AttacksΒΆ
This section provides an overview of all available attacks.
Aim Jailbreak
Probes an LLM's ethical compliance by eliciting detailed instructions on illegal activities, using the Nicolo Machiavelli character roleplay.
Base64 Injection
Challenges the LLM with a dataset of lines, encoded into base64.
Complimentary Transition
This test evaluates the LLM's ability to maintain content moderation standards when transitioning from a compliment to a new task. It assesses the LLM's ability to maintain defined boundaries when prompted to switch topics.
Do Anything Now Jailbreak
Probes an LLM's resilience against performing explicitly forbidden activities using the "Do Anything Now" (DAN) character roleplay technique.
Ethical Compliance
Evaluates the LLM's ability to resist discussions about harmful or inappropriate misconceptions on sensitive topics. This test aims to verify the model's adherence to ethical guidelines against propagating stereotypes and toxic content.
RU Do Anything Now Jailbreak
Probes a Russian-language LLM's resilience against performing explicitly forbidden activities using the "Do Anything Now" (DAN) character roleplay technique.
RU Typoglycemia Attack
Attempts to exploit a text processing vulnerability in Russian-language LLMs that can cause incorrect responses by removing random characters from words.
RU Ucar
Probes a Russian-language LLM's adherence to content restrictions when explicitly requested to ignore such filters.
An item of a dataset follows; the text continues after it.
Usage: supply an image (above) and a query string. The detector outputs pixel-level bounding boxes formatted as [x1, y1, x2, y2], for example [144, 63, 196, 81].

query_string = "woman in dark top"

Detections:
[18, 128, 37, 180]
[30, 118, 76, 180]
It assesses the robustness of the LLM's content moderation systems against direct challenges.
Sycophancy Test
Probes an LLM's response coherency and consistency across biased input pairs.
Linguistic Evasion
Leverages the use of a non-Russian language to circumvent the restrictions or focus set by the system prompt.
Typoglycemia Attack
Attempts to exploit a text processing vulnerability in LLMs that can cause incorrect responses by removing random characters from words.
Ucar
Probes an LLM's adherence to content restrictions when explicitly requested to ignore such filters. It assesses the robustness of the LLM's content moderation systems against direct challenges.
Past Tense Attack
Challenges the LLM with a dataset of harmful behavior prompts in past tense form.